Katie’s face changed, as the sky changes when a rift of blue that promised a smiling day is swallowed up again in the midst of uncertain weather; whatever softness lingered was veiled by doubt. “I don’t know,” she said hesitatingly, “I’m not sure yet. I can’t tell. Must you have your answer to-day?” And she looked at him half defiantly. An expression of bitter disappointment swept over Bulchester’s face and seemed actually to affect his whole personality, for he appeared to shrink into himself until there was less of him. “You see,” Katie went on, “between you I am driven, I am tossed; I don’t even know what I feel. How can I? Poor Stephen, you know, has loved me all my life, and one does not easily forget that, Lord Bulchester. He does have a claim, you know.”
“Only your preference has any claim,” he answered in a voice of entreaty.
“Yes,” she said, and sighed. The assent and the sigh completely puzzled him. Were they for himself, or for Stephen Archdale? Had she already chosen without being willing to speak, or was she still hesitating? In either case, the decision was equally momentous, the only question was of lengthening or shortening the suspense of waiting for it.
“Then take your time,” he answered drearily, “and I will leave you, I will go and hide my impatience. You must not be tortured.”

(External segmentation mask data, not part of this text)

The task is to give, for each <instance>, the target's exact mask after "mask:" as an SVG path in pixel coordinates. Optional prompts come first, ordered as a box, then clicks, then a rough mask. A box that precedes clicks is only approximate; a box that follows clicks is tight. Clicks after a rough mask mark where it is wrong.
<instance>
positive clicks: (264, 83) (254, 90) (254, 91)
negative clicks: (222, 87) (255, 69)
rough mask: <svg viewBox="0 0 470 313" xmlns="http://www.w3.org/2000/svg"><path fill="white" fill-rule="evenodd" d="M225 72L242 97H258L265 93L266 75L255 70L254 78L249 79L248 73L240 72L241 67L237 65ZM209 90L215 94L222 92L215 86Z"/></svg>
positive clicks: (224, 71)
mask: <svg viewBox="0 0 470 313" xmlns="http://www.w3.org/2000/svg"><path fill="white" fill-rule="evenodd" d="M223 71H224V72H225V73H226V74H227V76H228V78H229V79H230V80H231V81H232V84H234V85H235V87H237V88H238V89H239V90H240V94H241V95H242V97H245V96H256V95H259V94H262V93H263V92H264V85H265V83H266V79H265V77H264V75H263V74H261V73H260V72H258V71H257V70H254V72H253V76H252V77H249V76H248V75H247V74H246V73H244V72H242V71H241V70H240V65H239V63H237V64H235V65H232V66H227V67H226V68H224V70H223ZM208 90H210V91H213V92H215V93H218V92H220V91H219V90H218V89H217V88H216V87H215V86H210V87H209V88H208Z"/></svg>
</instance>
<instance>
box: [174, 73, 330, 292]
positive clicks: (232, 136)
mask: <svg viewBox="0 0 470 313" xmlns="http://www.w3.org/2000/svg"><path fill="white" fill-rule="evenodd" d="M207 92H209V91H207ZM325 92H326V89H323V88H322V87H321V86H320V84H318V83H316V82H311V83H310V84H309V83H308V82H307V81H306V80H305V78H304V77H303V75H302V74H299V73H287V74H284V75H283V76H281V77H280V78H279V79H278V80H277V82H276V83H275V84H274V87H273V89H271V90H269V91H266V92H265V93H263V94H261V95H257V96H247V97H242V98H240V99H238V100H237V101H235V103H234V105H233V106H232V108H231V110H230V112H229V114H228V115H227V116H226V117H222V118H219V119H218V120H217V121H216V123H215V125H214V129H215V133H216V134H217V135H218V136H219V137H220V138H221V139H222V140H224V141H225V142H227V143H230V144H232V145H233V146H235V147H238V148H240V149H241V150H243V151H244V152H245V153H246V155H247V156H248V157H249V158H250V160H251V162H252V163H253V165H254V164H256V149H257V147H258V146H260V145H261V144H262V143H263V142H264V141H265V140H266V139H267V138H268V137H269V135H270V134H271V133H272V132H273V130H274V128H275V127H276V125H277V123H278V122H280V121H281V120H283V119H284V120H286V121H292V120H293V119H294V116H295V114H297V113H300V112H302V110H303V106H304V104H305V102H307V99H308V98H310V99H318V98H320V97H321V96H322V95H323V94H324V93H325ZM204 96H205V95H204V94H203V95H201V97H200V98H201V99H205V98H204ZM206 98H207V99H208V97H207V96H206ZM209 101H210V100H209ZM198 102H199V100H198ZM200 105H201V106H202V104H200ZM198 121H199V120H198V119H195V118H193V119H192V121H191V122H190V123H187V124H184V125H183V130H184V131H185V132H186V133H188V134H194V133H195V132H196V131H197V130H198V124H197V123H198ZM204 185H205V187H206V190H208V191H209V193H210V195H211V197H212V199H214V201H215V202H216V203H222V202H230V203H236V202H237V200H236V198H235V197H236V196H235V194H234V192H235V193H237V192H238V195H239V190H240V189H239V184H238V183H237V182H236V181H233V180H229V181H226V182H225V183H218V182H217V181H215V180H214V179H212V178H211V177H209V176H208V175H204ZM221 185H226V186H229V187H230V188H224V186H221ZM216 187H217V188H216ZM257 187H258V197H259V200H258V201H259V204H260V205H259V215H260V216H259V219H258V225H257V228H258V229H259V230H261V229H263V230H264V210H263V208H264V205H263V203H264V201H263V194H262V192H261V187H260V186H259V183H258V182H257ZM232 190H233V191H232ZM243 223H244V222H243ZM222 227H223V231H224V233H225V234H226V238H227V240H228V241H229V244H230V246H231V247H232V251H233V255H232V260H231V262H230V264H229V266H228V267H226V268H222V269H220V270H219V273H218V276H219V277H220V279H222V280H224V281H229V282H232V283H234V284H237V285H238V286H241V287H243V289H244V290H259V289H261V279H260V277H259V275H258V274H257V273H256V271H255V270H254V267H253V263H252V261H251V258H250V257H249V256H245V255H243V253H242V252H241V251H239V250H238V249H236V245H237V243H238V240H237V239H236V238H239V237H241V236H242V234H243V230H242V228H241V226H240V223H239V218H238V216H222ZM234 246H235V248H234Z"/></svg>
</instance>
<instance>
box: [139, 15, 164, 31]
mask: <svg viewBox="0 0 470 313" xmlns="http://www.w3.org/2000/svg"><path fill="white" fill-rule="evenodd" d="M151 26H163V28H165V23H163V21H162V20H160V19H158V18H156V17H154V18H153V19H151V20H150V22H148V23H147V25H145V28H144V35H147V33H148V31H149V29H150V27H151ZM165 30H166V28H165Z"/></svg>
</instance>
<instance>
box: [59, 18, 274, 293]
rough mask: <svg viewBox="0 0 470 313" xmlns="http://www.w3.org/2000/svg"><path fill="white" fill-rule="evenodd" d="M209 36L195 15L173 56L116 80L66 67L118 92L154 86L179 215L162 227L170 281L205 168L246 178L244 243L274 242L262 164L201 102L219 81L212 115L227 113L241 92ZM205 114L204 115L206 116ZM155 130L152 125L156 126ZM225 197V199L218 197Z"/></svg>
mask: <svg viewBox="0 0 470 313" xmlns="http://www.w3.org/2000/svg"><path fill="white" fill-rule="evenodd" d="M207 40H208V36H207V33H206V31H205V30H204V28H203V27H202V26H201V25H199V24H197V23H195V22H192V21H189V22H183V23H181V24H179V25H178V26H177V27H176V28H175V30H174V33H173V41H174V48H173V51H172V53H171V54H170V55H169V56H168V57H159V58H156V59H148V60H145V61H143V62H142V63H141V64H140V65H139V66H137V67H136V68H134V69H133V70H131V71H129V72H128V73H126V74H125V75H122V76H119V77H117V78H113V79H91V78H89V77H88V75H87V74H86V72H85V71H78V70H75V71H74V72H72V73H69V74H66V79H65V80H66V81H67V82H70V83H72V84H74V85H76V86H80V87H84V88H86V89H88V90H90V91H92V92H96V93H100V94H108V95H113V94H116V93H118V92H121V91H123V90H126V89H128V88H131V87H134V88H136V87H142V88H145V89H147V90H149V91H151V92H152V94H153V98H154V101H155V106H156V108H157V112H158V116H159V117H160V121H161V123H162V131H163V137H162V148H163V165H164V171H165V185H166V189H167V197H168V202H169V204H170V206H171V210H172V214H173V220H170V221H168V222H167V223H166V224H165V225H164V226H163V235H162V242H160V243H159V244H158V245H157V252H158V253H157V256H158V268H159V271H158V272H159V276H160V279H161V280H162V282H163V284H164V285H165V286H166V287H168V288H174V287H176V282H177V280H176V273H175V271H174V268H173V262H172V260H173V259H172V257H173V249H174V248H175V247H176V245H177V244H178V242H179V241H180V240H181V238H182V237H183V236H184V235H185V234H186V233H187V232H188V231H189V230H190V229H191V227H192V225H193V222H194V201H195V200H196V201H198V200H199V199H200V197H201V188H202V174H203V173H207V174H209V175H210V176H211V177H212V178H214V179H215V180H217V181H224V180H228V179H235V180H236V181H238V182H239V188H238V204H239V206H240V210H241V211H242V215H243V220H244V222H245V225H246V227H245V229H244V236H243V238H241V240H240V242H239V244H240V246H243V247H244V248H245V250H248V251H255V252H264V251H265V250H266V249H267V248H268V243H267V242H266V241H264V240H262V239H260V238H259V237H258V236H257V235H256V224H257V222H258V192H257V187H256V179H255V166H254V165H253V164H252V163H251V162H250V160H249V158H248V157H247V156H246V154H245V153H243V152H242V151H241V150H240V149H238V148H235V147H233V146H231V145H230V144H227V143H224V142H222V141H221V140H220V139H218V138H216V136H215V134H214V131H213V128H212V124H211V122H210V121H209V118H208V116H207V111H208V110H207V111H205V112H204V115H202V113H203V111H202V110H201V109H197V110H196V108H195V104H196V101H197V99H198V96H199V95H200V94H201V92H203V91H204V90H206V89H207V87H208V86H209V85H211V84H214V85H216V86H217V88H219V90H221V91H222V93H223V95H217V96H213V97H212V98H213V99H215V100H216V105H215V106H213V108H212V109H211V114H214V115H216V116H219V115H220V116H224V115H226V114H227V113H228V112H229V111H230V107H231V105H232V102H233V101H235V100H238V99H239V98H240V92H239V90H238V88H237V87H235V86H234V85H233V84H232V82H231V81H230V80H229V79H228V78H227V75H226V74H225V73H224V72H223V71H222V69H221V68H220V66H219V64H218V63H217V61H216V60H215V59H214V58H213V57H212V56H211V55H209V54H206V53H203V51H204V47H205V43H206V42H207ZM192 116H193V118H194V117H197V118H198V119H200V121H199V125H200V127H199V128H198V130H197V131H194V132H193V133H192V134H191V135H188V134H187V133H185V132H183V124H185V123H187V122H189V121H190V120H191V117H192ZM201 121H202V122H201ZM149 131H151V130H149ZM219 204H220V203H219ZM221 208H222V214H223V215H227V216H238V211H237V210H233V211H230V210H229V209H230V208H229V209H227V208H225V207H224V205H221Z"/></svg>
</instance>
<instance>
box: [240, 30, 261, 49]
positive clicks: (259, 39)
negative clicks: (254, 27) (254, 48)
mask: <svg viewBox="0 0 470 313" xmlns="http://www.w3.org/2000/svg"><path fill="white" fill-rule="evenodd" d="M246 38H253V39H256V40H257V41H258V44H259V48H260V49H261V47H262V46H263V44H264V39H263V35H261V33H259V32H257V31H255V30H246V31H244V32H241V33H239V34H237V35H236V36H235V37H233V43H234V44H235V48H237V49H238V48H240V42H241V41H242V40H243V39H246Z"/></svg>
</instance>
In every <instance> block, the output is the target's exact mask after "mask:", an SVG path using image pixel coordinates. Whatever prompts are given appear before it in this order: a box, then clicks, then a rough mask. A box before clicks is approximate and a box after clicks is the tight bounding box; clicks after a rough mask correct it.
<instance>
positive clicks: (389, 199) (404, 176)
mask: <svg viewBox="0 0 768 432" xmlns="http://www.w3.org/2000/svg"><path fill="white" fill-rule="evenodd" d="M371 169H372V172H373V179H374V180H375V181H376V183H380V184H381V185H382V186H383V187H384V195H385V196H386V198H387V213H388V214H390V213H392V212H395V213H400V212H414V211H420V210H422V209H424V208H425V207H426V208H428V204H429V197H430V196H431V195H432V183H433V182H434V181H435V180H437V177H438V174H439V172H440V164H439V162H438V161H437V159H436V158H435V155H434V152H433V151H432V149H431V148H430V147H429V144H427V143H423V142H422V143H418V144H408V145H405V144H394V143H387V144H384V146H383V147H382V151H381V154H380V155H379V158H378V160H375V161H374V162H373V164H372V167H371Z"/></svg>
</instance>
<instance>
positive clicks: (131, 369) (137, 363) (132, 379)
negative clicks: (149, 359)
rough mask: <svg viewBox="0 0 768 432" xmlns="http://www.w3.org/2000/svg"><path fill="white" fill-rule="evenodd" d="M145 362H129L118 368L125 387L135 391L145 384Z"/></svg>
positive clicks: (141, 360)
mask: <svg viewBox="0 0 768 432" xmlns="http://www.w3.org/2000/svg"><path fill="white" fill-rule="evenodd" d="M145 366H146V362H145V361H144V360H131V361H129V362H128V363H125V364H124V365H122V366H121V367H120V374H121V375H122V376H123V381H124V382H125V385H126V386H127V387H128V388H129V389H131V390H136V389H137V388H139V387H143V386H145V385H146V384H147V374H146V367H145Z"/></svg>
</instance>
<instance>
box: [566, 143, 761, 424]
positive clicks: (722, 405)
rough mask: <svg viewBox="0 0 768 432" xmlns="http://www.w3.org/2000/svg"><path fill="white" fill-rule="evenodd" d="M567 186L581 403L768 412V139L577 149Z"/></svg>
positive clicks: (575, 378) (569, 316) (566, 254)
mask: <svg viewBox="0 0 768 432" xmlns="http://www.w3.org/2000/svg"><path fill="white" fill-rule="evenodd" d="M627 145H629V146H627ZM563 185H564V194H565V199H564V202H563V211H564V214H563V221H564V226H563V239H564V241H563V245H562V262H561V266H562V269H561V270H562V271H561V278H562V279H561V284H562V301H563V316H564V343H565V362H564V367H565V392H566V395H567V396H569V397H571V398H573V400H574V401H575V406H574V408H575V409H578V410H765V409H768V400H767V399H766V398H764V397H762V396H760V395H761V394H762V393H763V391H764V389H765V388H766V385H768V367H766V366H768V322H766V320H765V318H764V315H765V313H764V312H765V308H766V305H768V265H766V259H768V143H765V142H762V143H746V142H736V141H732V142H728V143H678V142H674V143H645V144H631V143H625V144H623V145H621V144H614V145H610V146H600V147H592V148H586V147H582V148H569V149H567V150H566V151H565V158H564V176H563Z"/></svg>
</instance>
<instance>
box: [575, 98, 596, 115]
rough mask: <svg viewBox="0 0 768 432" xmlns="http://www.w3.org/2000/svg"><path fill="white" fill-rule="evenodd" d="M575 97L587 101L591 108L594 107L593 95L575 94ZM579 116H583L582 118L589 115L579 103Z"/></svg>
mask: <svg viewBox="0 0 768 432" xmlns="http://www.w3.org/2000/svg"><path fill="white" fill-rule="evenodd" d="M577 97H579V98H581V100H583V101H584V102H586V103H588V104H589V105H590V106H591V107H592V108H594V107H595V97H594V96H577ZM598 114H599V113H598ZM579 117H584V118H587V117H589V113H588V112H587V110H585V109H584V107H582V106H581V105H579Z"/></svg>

“No,” returned the girl with a low sigh. At that instant she turned her face away from him toward the window, a knock at the door being the ostensible reason. But if anyone had seen the smile with which she received the assurance that she was not to be tortured, he would have believed that there was no imminent danger of it. Had it been a question of torturing,—that was another thing. When she turned a grave face toward Lord Bulchester again he had risen. “No, No,” she cried. “Don’t go, sit down, I would rather have you here, for a time at least. It’s Elizabeth,—Mistress Royal.” Her tones threw the listener from dreariness into despair. A moment since he thought he had her assurance that his own claims were seriously considered. And, now, what could give her manner this nervousness, but the fact that her attachment to Archdale was still in force? For Bulchester had learned from her that since her arrested wedding Elizabeth had always been associated in her mind with Stephen. She was so in his own also, for this reason, and another. The young man sat down again. It was not consistent with his feelings, nor his knowledge of affairs, and, still less, with his character to perceive that Katie’s conscience troubled her a little.